Primo sogno di Nabuccodonosor (Capitolo 2° del Libro di Daniele).

   Nel secondo capitolo dell’omonimo  Libro, il futuro ‘profeta’ Daniele non si è ancora guadagnato la fiducia del re Nabuccodonosor. Irrompe nella vicenda indovinando di sana pianta il sogno del sovrano e fornendone un’interpretazione tanto convincente da garantirgli una sfilza di onorificenze e titoli nobiliari. Secondo la versione più comune, l’immagine onirica della grande statua dalla testa d’oro, il tronco d’argento , le gambe e il bacino di bronzo e i piedi di ferro e argilla, viene intesa come la premonizione dei regni che seguiranno quello del re babilonese. Quel che più ci interessa della faccenda è l’aggancio simbolico stabilito dal narratore, che introduce nel testo le vicende storiche della sua epoca, (fig A). La testa d’oro rappresenterebbe quindi l’autorità del regnante in carica (Qui si accenna a Nabuccodonosor. Secondo una versione recente della Bibbia masoretica, quella più in uso fra catechisti, la vita di Daniele si dispiegherà nel periodo di governo di tre successivi monarchi) in una fase di ordine e armonia che comprenderà anche il regno di suo figlio Baldassar, a cui succederà Dario che interromperà il casato precedente per portare al potere un esponente del popolo dei Medi (Busto d’argento). A questo regno le scritture ne fanno seguire  un terzo rappresentato dal bronzo che per i traduttori della Bibbia Cei versione 1980  (ovviamente interessati a magnificare il carisma del profeta) simboleggerebbe l’avvento di Alessandro Magno.                                                                         

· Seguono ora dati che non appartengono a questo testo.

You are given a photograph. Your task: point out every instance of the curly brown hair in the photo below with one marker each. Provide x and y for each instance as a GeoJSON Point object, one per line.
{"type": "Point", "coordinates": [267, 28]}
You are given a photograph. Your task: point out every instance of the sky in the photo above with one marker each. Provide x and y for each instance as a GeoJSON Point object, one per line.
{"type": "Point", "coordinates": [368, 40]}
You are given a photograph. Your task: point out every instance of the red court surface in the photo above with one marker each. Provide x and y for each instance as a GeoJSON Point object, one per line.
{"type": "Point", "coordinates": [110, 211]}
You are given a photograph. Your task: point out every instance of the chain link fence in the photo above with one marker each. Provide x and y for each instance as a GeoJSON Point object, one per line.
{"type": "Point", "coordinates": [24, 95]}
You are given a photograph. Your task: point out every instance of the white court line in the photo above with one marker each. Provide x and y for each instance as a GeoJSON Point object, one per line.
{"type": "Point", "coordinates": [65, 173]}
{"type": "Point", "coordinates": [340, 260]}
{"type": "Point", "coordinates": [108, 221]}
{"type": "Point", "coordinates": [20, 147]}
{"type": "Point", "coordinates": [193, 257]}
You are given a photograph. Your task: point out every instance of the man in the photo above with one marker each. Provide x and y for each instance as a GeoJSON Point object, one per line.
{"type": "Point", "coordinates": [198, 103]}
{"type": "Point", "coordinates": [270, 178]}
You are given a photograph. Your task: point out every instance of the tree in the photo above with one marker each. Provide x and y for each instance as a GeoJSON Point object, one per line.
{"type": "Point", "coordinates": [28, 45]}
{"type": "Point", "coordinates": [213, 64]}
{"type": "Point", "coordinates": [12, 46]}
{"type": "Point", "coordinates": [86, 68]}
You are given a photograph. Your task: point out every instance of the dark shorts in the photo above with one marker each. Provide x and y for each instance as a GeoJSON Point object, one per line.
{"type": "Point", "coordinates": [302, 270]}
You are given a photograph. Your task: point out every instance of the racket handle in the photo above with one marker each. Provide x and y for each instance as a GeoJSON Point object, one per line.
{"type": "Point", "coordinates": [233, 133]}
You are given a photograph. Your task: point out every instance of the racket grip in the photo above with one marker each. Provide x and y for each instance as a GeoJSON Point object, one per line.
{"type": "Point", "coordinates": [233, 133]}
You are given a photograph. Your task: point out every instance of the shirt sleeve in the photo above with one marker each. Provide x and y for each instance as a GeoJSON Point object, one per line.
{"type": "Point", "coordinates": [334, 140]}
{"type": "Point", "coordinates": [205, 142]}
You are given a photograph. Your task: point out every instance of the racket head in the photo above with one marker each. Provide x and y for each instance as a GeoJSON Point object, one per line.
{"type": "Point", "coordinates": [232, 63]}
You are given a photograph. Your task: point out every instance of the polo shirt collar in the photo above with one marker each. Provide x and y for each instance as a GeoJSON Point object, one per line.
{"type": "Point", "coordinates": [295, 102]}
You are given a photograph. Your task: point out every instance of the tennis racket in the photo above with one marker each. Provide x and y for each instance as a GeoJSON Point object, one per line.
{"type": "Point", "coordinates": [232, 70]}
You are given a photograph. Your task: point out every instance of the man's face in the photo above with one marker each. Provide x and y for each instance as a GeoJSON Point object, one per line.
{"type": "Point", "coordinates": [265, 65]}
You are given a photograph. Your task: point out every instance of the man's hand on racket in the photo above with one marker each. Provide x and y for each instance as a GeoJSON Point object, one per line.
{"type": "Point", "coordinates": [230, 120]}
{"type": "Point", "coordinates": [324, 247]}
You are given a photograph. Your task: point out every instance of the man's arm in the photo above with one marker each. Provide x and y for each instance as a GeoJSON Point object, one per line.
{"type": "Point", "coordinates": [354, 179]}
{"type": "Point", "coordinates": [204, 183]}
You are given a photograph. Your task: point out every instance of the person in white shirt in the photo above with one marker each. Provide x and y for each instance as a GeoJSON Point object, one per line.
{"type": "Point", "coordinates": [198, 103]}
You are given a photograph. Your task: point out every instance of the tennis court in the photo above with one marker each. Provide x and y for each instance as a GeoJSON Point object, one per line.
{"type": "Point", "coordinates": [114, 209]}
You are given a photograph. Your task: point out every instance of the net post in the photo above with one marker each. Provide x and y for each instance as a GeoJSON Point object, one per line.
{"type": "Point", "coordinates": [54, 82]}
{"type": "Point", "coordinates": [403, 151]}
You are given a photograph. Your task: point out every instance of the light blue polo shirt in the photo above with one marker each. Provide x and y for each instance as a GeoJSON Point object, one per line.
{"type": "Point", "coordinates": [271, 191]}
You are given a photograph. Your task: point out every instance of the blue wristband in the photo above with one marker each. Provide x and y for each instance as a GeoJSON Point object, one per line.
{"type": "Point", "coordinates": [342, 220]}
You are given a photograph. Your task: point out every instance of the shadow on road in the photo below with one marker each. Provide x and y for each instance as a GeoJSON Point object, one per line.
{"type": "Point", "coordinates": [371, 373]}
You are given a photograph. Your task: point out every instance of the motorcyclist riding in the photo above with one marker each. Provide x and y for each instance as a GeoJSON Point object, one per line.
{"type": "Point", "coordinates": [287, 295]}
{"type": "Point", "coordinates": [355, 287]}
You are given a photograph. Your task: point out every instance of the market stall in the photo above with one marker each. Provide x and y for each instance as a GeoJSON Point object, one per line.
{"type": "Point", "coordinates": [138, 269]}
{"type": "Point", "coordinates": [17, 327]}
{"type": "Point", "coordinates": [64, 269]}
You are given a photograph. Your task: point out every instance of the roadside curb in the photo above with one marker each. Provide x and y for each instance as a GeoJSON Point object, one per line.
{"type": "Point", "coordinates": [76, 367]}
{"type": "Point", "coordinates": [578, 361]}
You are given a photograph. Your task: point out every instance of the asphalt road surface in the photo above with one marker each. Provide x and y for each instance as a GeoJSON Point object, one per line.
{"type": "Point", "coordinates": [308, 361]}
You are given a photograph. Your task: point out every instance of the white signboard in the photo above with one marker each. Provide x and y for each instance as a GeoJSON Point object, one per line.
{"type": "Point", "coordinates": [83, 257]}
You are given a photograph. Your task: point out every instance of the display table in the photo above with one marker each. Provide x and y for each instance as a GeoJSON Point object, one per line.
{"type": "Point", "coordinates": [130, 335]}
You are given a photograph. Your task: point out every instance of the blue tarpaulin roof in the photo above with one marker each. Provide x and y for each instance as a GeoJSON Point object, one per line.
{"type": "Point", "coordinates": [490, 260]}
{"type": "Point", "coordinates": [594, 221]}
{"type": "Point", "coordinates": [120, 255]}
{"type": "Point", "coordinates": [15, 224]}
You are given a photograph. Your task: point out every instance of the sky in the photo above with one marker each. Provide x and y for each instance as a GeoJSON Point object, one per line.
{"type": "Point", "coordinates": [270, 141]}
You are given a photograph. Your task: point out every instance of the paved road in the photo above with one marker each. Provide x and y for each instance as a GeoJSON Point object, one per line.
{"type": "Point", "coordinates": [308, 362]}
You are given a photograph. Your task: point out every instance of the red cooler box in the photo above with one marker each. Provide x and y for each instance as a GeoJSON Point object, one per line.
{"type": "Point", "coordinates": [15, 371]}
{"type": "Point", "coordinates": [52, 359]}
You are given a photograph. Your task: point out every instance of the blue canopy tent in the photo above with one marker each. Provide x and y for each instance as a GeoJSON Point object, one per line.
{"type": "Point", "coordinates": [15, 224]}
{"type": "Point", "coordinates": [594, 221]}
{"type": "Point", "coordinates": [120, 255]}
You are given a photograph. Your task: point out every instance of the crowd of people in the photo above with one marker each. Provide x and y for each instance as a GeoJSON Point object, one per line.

 L’ultima porzione inferiore della statua, quella fatta di ferro e d’argilla, sempre secondo la versione biblica appena menzionata (1980), indicherebbe la presa del potere dei Seleucidi di Siria e dei Lagidi d’Egitto, in un vincolo ritenuto fragile destinato a dissolversi, esattamente come una lega di ferro e creta. Tralasciando e bypassando le infinite speculazioni sulla questione simbolica, abbiamo preferito soffermarci su un solo punto non suscettibile di interpretazione: l’origine di queste epoche. La testa d’oro della statua, sarebbe infatti immediatamente riconoscibile come il periodo di armonia menzionato nei testi di altre culture col nome  di Età dell’Oro. Il punto centrale della questione diventa allora il seguente : quando avrebbe avuto fine questa epoca florida e pacifica?. 

   A scanso d’equivoci, bisogna ricordare che tutti i popoli del passato arcaico hanno fatto  coincidere le proprie origini con un’epoca di pace politica e ordine sociale; per gli egiziani era lo Zep Tepi, per gli ebrei il leggendario paradiso dell’Eden, e così via. Il profeta Daniele, o l’autore sconosciuto del libro che porta il suo nome, pare  in realtà riproporre caratteristiche di uno schema acquisito dai testi di civiltà precedenti (i numerosi  indizi sono stati raccolti e ben illustrati da Giorgio de Santillana e Herta von Dechend). Se davvero - come afferma la maggioranza degli studiosi - questo Libro Sacro fosse stato redatto due secoli prima di Cristo, bisognerebbe desumere che i fatti descritti fossero già accaduti. Ciò che però rimane certo è che tutti avessero raccontato situazioni simili, ovvero di un lungo periodo in cui fosse avvenuto un processo di degradazione del primo ordine, un tempo cioè in cui i fasti e le glorie iniziali avessero via via lasciato il posto a uno scenario apocalittico, a prosecuzione del quale sarebbe sorto  un nuovo ‘regno’ di armonia destinato a durare ab-eternum.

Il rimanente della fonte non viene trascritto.